Typically, the allowed weight and size of the carry-on are significantly lower than the permitted weight and size of the checked luggage. However, if you want to know the specifics of each luggage type allowed at the airport, you can review the internationally recognized baggage type chart, which can also be found at the lost baggage counters. The comprehensive list comes with specific bar codes that can be used for luggage tracking.
Wheeled and Non-Wheeled Luggage
Nowadays, you’ll come across several luggage types that are sold in two different variations; wheeled and non-wheeled. Usually, the non-wheeled luggage includes totes, duffel bags, and other overnight luggage, and it’s perfect for those who don’t mind carrying a little weight on their shoulders, back, or in their hand. These bags are also more budget-friendly and lightweight, which make for an ideal companion for short trips or to keep essential items that should be relatively more accessible during travels.
In contrast, wheeled luggage is heavier, more premium-priced, and typically used for items that can be sent through baggage check in.

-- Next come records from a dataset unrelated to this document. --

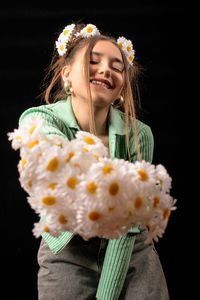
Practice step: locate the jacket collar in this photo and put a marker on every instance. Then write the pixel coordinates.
(116, 122)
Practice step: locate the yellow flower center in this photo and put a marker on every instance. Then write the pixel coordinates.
(89, 29)
(53, 165)
(29, 183)
(89, 140)
(128, 48)
(113, 188)
(138, 202)
(24, 161)
(46, 229)
(49, 200)
(72, 182)
(143, 175)
(71, 154)
(32, 144)
(92, 187)
(166, 213)
(52, 185)
(32, 129)
(94, 215)
(156, 201)
(97, 157)
(62, 220)
(18, 138)
(107, 169)
(65, 32)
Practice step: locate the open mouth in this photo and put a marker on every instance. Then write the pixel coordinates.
(101, 82)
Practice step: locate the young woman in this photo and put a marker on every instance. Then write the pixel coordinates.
(90, 74)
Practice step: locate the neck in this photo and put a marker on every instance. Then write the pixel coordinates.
(81, 112)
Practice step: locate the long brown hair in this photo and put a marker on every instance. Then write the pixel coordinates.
(54, 87)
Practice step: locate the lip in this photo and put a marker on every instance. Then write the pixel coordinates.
(104, 81)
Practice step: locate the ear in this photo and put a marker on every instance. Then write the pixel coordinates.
(65, 73)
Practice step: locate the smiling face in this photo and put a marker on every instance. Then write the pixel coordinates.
(106, 74)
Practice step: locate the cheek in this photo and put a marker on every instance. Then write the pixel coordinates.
(119, 82)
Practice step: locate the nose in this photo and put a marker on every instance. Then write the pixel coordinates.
(104, 69)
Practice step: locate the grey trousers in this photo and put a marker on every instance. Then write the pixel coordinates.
(73, 274)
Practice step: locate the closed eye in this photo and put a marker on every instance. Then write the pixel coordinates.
(93, 62)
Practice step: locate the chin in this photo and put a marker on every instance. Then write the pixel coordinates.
(101, 101)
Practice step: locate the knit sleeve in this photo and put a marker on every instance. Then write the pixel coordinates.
(118, 252)
(53, 125)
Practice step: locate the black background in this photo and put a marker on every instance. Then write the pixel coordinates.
(162, 37)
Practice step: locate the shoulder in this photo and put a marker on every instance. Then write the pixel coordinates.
(48, 112)
(118, 120)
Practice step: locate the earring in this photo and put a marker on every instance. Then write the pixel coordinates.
(68, 88)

It is pertinent to note that almost all luggage types, including totes and duffel bags, now come with wheels because not everyone finds it easy to lug around a full bag for more than a few minutes. You’ll also come across two types of wheeled luggage; rolling luggage or two-wheeled luggage, and spinner luggage or four-wheeled luggage.
Two-wheeled luggage is pulled behind you, while the spinner luggage, courtesy of its 360-degree spinning wheels, can be easily maneuvered by your side. Spinner luggage is also an excellent option for those who want easy mobility through relatively smaller spaces. Since you can roll them in multiple directions, this luggage type is highly preferred by frequent travelers.
If you choose a wheeled bag, be aware that there are more parts that can get damage or break, like the wheels and handles. See here if you want to know how to fix a broken suitcase handle.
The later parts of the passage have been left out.